Mind Your Language!

A few years ago, Voice At The Table had a popular workshop, talking to senior leaders about the significance of using the right words. And then its popularity waned. Now, it seems, the notion that words matter is back: businesses everywhere are dropping old-fashioned terminology like “blacklist” and “master and slave” servers.

Last week, Twitter and JP Morgan announced that they are dropping these controversial terms as well as “whitelist” and “man hours” along with other offenders.  Estate agents are also reconsidering the use of the term “master” bedroom.

And what about this “mis-step” by H&M?

 

 

 

 

 

 

Words have a massive impact. We often use them without thinking and without intent to offend.  But a simple reflection on some of the words and phrases we regularly use discloses their historical meaning, which is no longer reflective of society:  businessman, chairman, black sheep, guys, lads, psycho, schizo, “call a spade a spade”, “boys will be boys”, blind drunk, deaf to the world and many more.

You’re probably surprised about a number of these (as was I), but there are the very basic terms which ought to be obvious.  For instance, only days ago, I received an email - an FT newsflash – that announced the stepping down of Lloyds Bank’s current chairman – Antonio Horta-Osorio.  His replacement – the next chairMAN – was yet to be named!
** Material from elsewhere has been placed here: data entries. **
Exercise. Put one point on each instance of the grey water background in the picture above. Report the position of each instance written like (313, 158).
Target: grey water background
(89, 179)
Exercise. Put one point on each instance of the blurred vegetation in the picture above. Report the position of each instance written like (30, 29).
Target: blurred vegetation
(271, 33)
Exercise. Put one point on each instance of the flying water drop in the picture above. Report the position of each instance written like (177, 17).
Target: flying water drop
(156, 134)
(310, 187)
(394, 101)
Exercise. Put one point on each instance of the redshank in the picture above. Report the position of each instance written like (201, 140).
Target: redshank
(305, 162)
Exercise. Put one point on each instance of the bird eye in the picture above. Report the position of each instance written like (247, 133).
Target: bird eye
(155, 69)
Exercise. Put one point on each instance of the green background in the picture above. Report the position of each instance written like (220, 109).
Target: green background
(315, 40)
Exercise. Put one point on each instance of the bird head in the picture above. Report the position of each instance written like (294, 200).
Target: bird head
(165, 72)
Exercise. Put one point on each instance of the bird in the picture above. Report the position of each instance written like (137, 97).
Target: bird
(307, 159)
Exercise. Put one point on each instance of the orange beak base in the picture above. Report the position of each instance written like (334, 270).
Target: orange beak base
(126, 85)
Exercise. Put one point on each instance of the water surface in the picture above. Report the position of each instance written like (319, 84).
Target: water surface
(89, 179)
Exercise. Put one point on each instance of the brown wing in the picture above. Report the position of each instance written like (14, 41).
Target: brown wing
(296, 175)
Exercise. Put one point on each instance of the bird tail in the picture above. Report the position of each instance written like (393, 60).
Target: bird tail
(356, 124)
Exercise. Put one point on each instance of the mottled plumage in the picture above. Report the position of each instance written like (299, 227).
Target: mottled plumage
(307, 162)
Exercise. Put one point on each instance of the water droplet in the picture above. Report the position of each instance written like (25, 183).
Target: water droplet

Does this mean a woman is not a possible contender for the job?

These are shocking mistakes that should not be made these days, especially by organisations that are looking for our trust and loyalty.

Many of us don't think twice when using these well-trodden words, as they have established meanings that don't mean to exclude.  In the end, however, communication is less about how you say things and more about how what’s being said is heard.  That’s why the Use of Language is one of our eight Inclusive Behaviours.

When expressing yourself, instead of saying things like a “female engineer” or a “blind man”, say “a woman on our engineering team” or “a man who is blind”.

Avoid the use of jargon – which is easily caught up in non-inclusive history – and above all, avoid labels.  Labels overgeneralise and lump all of us together into one pot, which is most certainly too small to comfortably fit the myriad of shapes, sizes and colours of humanity.  Oh, oops, have I just done what I’m asking others not to do?  Well, I don’t know.

My main point is, we ought to try, and be more conscious of our words.  If we do just that alone, we will be far less likely to mis-step.